There was a bug, that we returned the wrong logs, when a user selected a
custom order for the results. This was caused by our optimization of the
time range for the raw logs query by the results of the bucket query.

To fix this bug, we have adjusted the logic to adjust the time range for
the raw logs query, based on the buckets. We are using the existing
logic only for the default order "timestamp DESC". For "timestamp ASC"
order we are looping the other way around through the buckets. For each
other orders we skip the optimization based on the given limit.
---
 CHANGELOG.md                                |  1 +
 plugins/clickhouse/pkg/instance/instance.go | 56 +++++++++++++++------
 2 files changed, 42 insertions(+), 15 deletions(-)

diff --git a/CHANGELOG.md b/CHANGELOG.md
index 369c6dcc4..8b30ee801 100644
--- a/CHANGELOG.md
+++ b/CHANGELOG.md
@@ -21,6 +21,7 @@ NOTE: As semantic versioning states all 0.y.z releases can contain breaking chan
 - [#175](https://github.com/kobsio/kobs/pull/175): [prometheus] Fix tooltip when no unit is provided.
 - [#186](https://github.com/kobsio/kobs/pull/186): [jaeger] Fix tooltip position in traces chart.
 - [#189](https://github.com/kobsio/kobs/pull/189): [clickhouse] Fix download of `.csv` fiels.

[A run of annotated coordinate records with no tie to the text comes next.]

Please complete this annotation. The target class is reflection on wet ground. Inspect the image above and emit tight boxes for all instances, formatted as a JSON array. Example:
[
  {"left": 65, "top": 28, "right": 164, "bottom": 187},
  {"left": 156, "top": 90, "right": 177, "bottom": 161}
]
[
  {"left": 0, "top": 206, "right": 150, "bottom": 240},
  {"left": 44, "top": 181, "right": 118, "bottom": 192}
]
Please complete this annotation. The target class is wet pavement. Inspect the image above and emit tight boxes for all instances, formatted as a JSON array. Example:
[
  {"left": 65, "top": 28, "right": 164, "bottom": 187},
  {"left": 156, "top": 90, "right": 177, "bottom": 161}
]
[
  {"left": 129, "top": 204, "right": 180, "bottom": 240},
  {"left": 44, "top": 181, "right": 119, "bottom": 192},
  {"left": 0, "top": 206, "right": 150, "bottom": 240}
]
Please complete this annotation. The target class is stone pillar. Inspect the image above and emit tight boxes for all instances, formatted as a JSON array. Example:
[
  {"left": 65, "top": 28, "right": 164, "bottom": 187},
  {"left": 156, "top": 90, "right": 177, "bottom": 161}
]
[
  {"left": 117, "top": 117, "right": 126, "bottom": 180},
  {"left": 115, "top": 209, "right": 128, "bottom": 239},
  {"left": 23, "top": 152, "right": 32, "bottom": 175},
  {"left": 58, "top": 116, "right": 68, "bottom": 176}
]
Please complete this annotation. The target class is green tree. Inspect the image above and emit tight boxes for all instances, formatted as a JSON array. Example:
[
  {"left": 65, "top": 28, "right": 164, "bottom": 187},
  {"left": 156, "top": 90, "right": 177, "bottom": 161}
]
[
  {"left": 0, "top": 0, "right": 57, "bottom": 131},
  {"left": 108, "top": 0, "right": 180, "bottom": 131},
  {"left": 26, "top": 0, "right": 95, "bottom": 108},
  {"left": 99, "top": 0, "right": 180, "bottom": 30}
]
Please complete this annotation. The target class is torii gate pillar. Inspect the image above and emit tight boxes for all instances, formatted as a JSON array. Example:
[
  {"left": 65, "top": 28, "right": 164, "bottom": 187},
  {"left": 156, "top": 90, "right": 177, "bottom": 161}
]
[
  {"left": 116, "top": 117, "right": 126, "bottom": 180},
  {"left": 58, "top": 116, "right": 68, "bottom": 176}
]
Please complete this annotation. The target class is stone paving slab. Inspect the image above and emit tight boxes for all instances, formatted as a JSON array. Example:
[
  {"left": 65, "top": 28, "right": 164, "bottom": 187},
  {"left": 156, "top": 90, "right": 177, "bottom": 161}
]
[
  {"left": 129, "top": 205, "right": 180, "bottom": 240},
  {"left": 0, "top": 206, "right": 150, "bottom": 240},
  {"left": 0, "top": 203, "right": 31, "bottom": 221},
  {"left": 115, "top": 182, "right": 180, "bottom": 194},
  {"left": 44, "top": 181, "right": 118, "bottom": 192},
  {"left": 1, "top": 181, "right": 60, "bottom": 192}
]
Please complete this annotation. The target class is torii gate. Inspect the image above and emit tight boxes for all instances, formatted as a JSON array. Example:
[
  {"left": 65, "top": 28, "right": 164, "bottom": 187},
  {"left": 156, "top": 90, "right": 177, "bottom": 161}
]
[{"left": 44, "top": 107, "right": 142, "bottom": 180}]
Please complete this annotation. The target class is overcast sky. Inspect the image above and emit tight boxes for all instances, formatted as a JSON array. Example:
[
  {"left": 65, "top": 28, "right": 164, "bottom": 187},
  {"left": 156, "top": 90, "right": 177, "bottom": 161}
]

+- [#191](https://github.com/kobsio/kobs/pull/191): [clickhouse] Fix returned logs, when user selected a custom order.
 
 ### Changed
 
diff --git a/plugins/clickhouse/pkg/instance/instance.go b/plugins/clickhouse/pkg/instance/instance.go
index a2100374f..cb5a249c3 100644
--- a/plugins/clickhouse/pkg/instance/instance.go
+++ b/plugins/clickhouse/pkg/instance/instance.go
@@ -163,6 +163,8 @@ func (i *Instance) GetLogs(ctx context.Context, query, order, orderBy string, li
 		conditions = fmt.Sprintf("AND %s", parsedQuery)
 	}
 
+	parsedOrder := parseOrder(order, orderBy, i.materializedColumns)
+
 	// We check that the time range if not 0 or lower then 0, because this would mean that the end time is equal to the
 	// start time or before the start time, which results in an error for the following SQL queries.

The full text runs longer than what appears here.